Whereas England would welcome up to 200 people to their media centre at Russia 2018, here the limit is around 50 each day – with 38 seats in the main marquee. Hence press conferences feature questions from both reporters on-site and colleagues via Zoom, whose faces appear on big screens visible around the room. "Gareth and the players can see who is asking and they are flashed up on big screens," says Plummer. "It has more of a personal feel."

Speaking of the personal touch, each press conference is preceded by a quick game of darts between a player and journalist – hence the dartboard on the wall beside the dais. This was a tradition begun in Russia to give players and press the chance of some light-hearted interaction.

Plummer explains: "They don't come on and walk straight into the press conference. There's a little bit of chat, a bit of colour and excitement.
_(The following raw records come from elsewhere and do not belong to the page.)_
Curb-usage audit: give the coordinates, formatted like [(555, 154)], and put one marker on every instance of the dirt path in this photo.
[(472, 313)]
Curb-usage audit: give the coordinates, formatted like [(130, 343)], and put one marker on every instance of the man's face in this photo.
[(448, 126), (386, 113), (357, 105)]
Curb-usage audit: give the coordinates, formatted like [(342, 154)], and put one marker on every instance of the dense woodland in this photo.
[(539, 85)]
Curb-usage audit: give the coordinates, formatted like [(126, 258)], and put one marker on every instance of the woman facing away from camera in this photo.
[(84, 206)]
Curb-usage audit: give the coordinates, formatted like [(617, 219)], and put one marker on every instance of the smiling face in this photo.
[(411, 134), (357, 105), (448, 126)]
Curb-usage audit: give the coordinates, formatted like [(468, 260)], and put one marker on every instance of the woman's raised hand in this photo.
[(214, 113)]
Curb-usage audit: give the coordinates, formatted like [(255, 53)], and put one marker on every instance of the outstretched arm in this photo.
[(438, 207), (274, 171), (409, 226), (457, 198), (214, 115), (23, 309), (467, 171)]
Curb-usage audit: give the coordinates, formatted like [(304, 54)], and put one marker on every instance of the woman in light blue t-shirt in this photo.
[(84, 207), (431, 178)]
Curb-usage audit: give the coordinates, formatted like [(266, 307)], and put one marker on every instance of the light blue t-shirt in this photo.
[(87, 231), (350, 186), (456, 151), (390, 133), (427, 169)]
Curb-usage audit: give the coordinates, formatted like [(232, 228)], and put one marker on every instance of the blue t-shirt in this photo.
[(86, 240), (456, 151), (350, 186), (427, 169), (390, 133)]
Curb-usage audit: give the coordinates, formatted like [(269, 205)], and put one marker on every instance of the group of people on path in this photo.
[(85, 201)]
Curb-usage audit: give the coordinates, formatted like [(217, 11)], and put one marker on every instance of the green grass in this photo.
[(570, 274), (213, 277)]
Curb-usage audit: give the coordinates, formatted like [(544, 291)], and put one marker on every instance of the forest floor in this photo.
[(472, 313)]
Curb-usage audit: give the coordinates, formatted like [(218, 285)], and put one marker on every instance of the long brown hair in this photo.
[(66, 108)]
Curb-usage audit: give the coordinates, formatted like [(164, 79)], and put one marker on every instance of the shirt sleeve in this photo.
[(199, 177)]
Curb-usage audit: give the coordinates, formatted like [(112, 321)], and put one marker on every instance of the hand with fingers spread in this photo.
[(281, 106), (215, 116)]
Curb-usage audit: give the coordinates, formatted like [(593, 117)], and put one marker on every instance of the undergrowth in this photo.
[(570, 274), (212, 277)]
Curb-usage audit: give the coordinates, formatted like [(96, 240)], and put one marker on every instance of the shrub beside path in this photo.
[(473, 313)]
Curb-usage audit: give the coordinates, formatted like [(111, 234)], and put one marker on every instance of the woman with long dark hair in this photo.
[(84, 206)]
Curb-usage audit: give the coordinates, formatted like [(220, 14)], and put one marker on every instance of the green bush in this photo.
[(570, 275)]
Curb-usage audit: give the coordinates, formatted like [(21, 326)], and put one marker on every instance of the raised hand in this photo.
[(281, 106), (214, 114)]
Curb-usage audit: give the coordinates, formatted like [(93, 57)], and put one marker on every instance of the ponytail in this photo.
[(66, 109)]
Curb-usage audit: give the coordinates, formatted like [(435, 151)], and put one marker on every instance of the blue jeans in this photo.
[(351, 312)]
I think they do enjoy it – the players come in and watch each other and, if they lose, they'll get ribbed by everyone else."

Gareth Southgate gives his thoughts
Gareth Southgate gives his thoughtsUEFA

All part of Southgate's plan to create a new England – open and eager to engage. "I think we've been ourselves," he told EURO2020.com on Sunday. "We want to represent our country in the right way, whether that's on or off pitch and I think that's really important.

"We've got a lot of young men who are still finding their way in life, as well as players, and I think it's important to show them the right path and, of course, we've got to develop them as players, but as people as well in the time that they're with us.

"So you hope to have a positive impact on them and I think that's what we've tried to create, in terms of making the team relevant to our public and making the team important for our public again, where some people had got totally disillusioned a few years ago.

"That was mainly because of results but one or two other things as well," he added. "In that regard, we've taken some big steps forward over the last couple of years and we have to keep winning matches to be able to do that further."